Etudiants étrangers, partir sans pouvoir revenir est un ensemble de portraits d’étudiants étrangers vivant en France et ne pouvant revenir dans leur pays. Alt est parti à leur rencontre pour leur demander comment ils envisagent leur avenir et ce qu’ils gardent de leur passé. Premier d’une série de 3 rencontres, Nico, du Venezuela à la France.

 

Dès la rentrée 2019, les étudiants étrangers hors Union Européenne vont devoir multiplier leurs frais par seize. Pour une année de licence, ils paieront 2 770 euros au lieu de 170 euros et pour une année de master, 3 770 euros à la place de 243 euros. Frais auxquels s’ajoutent ceux de constitution du dossier de la démarche Campus France, 170 euros, un test de connaissance du français, 150 euros, ainsi que les frais de visa. Ils doivent fournir une attestation bancaire prouvant qu’ils ont au moins 7 000 euros en arrivant sur le sol français. Cette hausse spectaculaire fait partie d’une série de mesures annoncées par le gouvernement.

 

Une odeur de raclette mélangée aux tintements des verres à vin, Nico arrive dans le bar péniche, ambiance parisienne à souhait. 19 ans, 3 pulls superposés « parce qu’il fait vachement froid ici », une voix douce dont émerge un français impeccable. Et pour cause, il a étudié toute sa vie dans les écoles françaises, les meilleures de Caracas. Passionné de MAO (musique assistée par ordinateur), il désire travailler dans l’ingénierie sonore audiovisuelle. Après un bac S, une demande post-bac acceptée pour un BTS Audiovisuel, il débarque à 18 ans avec le cœur lourd.

 

Départ précipité

En replongeant dans le passé, Nico raconte l’histoire de son pays ravagé par une crise économique et humanitaire sans précédent. La violence et l’impunité maîtresses, 3 millions de vénézuéliens en exil, une dictature qui assassine son peuple. Sa famille partie en Espagne, des amis aux États-Unis, quelques proches en France, et lui tout juste majeur.
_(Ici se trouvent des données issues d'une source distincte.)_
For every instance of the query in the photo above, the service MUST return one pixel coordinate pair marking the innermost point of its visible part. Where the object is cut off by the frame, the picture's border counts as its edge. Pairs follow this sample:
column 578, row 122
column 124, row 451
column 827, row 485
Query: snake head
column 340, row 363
À la question « Comment c’est d’arriver et de devoir s’intégrer ? » il répond les yeux mi-clos et un sourire doux-amer « Je suis passé de me disputer avec mon frère et être chez moi, à gérer mon argent, être seul et ne vraiment rien comprendre à ce qui m’arrivait ». Si son arrivée en France est un choix, notamment pour la qualité de l’enseignement supérieur, son départ a été forcé par la situation intenable. Au Venezuela, une hyperinflation de 1.370.000% durant 2018 empêche l’espoir d’un avenir meilleur.

 

Solitude fragmentée

Lorsque Nico parle des habitudes et des amis qu’il avait au Venezuela, sa candeur se ternie. Il évoque la difficulté d’exprimer ses ressentis dans une autre langue que la sienne. La voix ralentit jusqu’à devenir sourde. Dans son regard, le déchirement indicible se manifeste. La nostalgie de ce qu’on mangeait chaque matin succédé par la tristesse d’avoir laissé une partie de soi là-bas, sans pouvoir revenir la chercher. À travers les images qui défilent, les nouvelles des proches, il vit par procuration le manque de ses origines. Le comblement de ce vide se fait par la rencontre de nouvelles personnes. Deux ans plus tard, il a réussi à s’adapter. Animé par la musique et la composition, heureux de les mettre en œuvre par son travail, un épanouissement nouveau illumine son chemin fracturé.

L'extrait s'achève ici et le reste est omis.